After graduation this Brooklyn native returned to New York to reach for a career on stage and screen. She landed a part in Spike Lee’s 1986 movie She’s Gotta Have It. Talk about a fiery cameo: Singleton starred in a nightmare sequence, playing a vengeful girlfriend who menacingly holds a lit match to protagonist Nola Darling’s mattress.

As Singleton acted more, she also kindled a prime reputation as a theater director and stage manager. But competence can be a curse. “If you’re a stage manager and you’re good, they want to keep you there,” explains Singleton. “I really had to stop and say, ‘OK now, I’m an actress and you need to think of me in those terms.’”

This led to a makeover move to Boston. She got a job at a financial services market research firm, where her people skills and stage manager talents converted winningly; she began as a receptionist and worked her way up to the publishing division, and then human resources, staying for 25 years.

Meanwhile, over the decades (often using her vacation time to do the shows), Singleton has made a name for herself in the New England theater scene.

She has acted with the New Repertory Theatre, The Huntington Theatre Co., Commonwealth Shakespeare Co., the American Repertory Theater, Providence Stage and more. Her stage credits include Chekhov’s The Seagull and Shakespeare’s Comedy of Errors, Lynn Nottage’s Intimate Apparel, Melissa Sanchez’s Sonia Flew, the transgender-themed theater piece Home and the six-hour historical epic The Kentucky Cycle.

Singleton has also done commercials and voice-overs, and she can sing, having appeared in musicals such as Rent and Passing Strange. Improv is also in her wheelhouse. At Musical Improv Boston, she has helped whip up three-act musicals on the spot (“so challenging and a ridiculous amount of fun”).

In addition, she coolly played Condoleezza Rice in David Hare’s Stuff Happens (a box office smash for the Zeitgeist Stage Co.) and hotly played Storm, the weather-commanding X-Men character, in the satirical Superheroine Monologues (“also a ridiculous amount of fun”).

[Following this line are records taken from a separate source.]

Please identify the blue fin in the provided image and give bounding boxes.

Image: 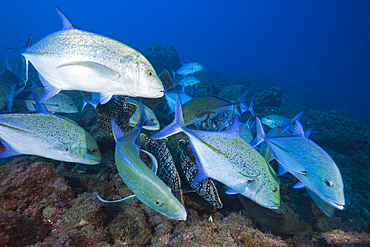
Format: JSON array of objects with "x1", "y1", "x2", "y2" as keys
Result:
[
  {"x1": 293, "y1": 181, "x2": 305, "y2": 189},
  {"x1": 100, "y1": 93, "x2": 112, "y2": 105},
  {"x1": 305, "y1": 128, "x2": 313, "y2": 138},
  {"x1": 248, "y1": 100, "x2": 255, "y2": 116},
  {"x1": 0, "y1": 138, "x2": 19, "y2": 158},
  {"x1": 218, "y1": 106, "x2": 234, "y2": 131},
  {"x1": 276, "y1": 162, "x2": 288, "y2": 176},
  {"x1": 152, "y1": 95, "x2": 184, "y2": 139},
  {"x1": 224, "y1": 114, "x2": 240, "y2": 135},
  {"x1": 95, "y1": 192, "x2": 135, "y2": 203},
  {"x1": 55, "y1": 7, "x2": 74, "y2": 30},
  {"x1": 251, "y1": 117, "x2": 266, "y2": 147},
  {"x1": 301, "y1": 192, "x2": 309, "y2": 198},
  {"x1": 235, "y1": 90, "x2": 248, "y2": 115},
  {"x1": 7, "y1": 84, "x2": 16, "y2": 112},
  {"x1": 111, "y1": 118, "x2": 124, "y2": 143},
  {"x1": 141, "y1": 149, "x2": 158, "y2": 174},
  {"x1": 292, "y1": 120, "x2": 305, "y2": 137},
  {"x1": 31, "y1": 92, "x2": 48, "y2": 113},
  {"x1": 5, "y1": 57, "x2": 14, "y2": 73},
  {"x1": 224, "y1": 186, "x2": 238, "y2": 195},
  {"x1": 171, "y1": 69, "x2": 176, "y2": 79},
  {"x1": 38, "y1": 73, "x2": 60, "y2": 103},
  {"x1": 164, "y1": 93, "x2": 176, "y2": 115}
]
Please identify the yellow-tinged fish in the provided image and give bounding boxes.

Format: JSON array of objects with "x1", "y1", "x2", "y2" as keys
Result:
[
  {"x1": 0, "y1": 93, "x2": 101, "y2": 164},
  {"x1": 181, "y1": 91, "x2": 249, "y2": 127},
  {"x1": 22, "y1": 7, "x2": 164, "y2": 104},
  {"x1": 128, "y1": 98, "x2": 159, "y2": 131},
  {"x1": 152, "y1": 96, "x2": 280, "y2": 209},
  {"x1": 111, "y1": 101, "x2": 187, "y2": 220}
]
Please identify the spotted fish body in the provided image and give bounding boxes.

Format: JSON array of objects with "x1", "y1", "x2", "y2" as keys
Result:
[
  {"x1": 0, "y1": 112, "x2": 101, "y2": 164},
  {"x1": 22, "y1": 8, "x2": 163, "y2": 104},
  {"x1": 111, "y1": 107, "x2": 187, "y2": 220},
  {"x1": 178, "y1": 140, "x2": 223, "y2": 209},
  {"x1": 152, "y1": 96, "x2": 280, "y2": 209},
  {"x1": 139, "y1": 133, "x2": 182, "y2": 201}
]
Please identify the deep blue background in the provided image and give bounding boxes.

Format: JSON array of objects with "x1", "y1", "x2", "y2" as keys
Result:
[{"x1": 1, "y1": 1, "x2": 369, "y2": 118}]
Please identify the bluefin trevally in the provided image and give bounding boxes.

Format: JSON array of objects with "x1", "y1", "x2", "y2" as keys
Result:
[
  {"x1": 15, "y1": 87, "x2": 78, "y2": 113},
  {"x1": 253, "y1": 118, "x2": 345, "y2": 213},
  {"x1": 180, "y1": 90, "x2": 249, "y2": 127},
  {"x1": 110, "y1": 100, "x2": 187, "y2": 220},
  {"x1": 22, "y1": 7, "x2": 164, "y2": 105},
  {"x1": 127, "y1": 98, "x2": 159, "y2": 131},
  {"x1": 152, "y1": 96, "x2": 280, "y2": 209},
  {"x1": 0, "y1": 93, "x2": 101, "y2": 164},
  {"x1": 171, "y1": 62, "x2": 203, "y2": 79},
  {"x1": 177, "y1": 76, "x2": 200, "y2": 88}
]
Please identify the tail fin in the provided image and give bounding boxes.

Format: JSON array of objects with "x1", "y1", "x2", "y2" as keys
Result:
[
  {"x1": 234, "y1": 90, "x2": 248, "y2": 115},
  {"x1": 251, "y1": 117, "x2": 266, "y2": 147},
  {"x1": 151, "y1": 95, "x2": 184, "y2": 139},
  {"x1": 171, "y1": 69, "x2": 176, "y2": 80}
]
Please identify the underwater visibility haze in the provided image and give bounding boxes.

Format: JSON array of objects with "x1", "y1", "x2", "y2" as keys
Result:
[{"x1": 0, "y1": 0, "x2": 370, "y2": 246}]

In her online profile for StageSource, a networking site for the theater community in Boston, Singleton singles out her Wade Fellowship experience. She first learned about Harold Wade ’68, and Amherst’s history of African-American students, at her own first-year orientation. “That was a very important thing for us to be told that first week: ‘These are the people who came before you, and you should know that these are some of the things that happened, and you may encounter racism while you’re here. You probably will. It hasn’t left the campus.’”

During her 1990–92 fellowship, Singleton came to campus and spoke about the business of being a theatrical professional, “because that’s not something that we talked about in the major when I was there,” she says. “I wanted them to know you really need to think about it as a business like any other.”

Singleton has hosted alumni-mentoring events for students in Boston, too. But the Wade experience is closest to her heart: “I was just very proud of being chosen and being thought of as someone who could carry that mantle.”